The Supreme Military Council now governing Egypt has convened a panel of jurists to swiftly revise the Egyptian constitution in the next two weeks, and expects to hand the country back to civilian control within six months. Members of the Muslim Brotherhood are being included in the constitutional revision efforts. The Times has the story:
Field Marshal Mohamed Hussein Tantawi, who heads the military council, told the panel that he hoped to yield control to civilian rulers in six months or less, according to Sobhi Saleh, the former Muslim Brotherhood lawmaker. The Muslim Brotherhood, banned by former President Hosni Mubarak, also issued a statement on Tuesday declaring its intention to again become an official political party “when the time is right.”
The constitutional panel will be trying to fix a document that concentrated power in the hands of Mr. Mubarak and his allies, by removing or amending clauses including one that severely restricted who could run for president. The panel of eight people is headed by a former judge, Tareq el-Bishri, and includes a Coptic Christian judge and three experts in constitutional law.
“The committee is technical and very balanced,” Mr. Saleh said. “It has no political color, except me, since I was a member of Parliament. Tantawi told us try and finish as fast as we can.”
Some analysts voiced concern that the military’s schedule was too brisk. “Constitutional amendments in 10 days?” said Michael Wahid Hanna, a fellow at the Century Foundation in New York.
“We’re talking about the architecture of the nation. That’s just crazy,” he said.

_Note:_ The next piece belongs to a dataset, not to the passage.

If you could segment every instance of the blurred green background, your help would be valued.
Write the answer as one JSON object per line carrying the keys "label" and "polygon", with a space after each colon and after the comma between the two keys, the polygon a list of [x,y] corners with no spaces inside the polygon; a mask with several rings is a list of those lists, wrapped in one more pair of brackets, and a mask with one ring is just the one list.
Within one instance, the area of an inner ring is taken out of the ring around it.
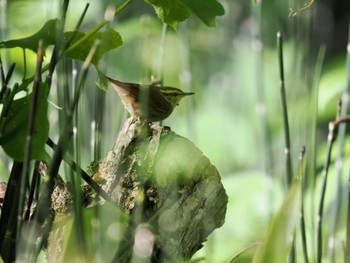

Some in the opposition welcomed the brisk schedule as evidence that the officers were eager to turn over power to a civilian authority. But others, noting that the military had so far excluded civilians from the transitional government, questioned whether the schedule might signal just the opposite. They worried that the military might be trying to manipulate events to preserve its power by rushing the process and denying political parties and candidates enough time to organize for a meaningful, fair election that could elect a strong civilian government.
Two generals on the governing Supreme Military Council presented the plan — which calls for writing the amendments in 10 days and holding the referendum within two months — in a meeting on Sunday night with the revolution’s young leaders.
The meeting appeared to be the military’s first significant effort to reach out to the civilian opponents of Mr. Mubarak, and two of the young protest organizers, true to their movement’s Internet roots, promptly summarized the meeting in a post on Facebook.
“The first time an Egyptian official sat down to listen more than speak,” they wrote of their meeting with the generals, Mahmoud Hijazi and Abdel Fattah. The two young leaders, Wael Ghonim and Amr Salama, also praised the generals’ attentive demeanor and the absence of the usual “parental tone (you do not know what is good for you, son).”
Still, the two reserved judgment about the military’s plan, and others in the group said their coalition had yet to make a final assessment of it.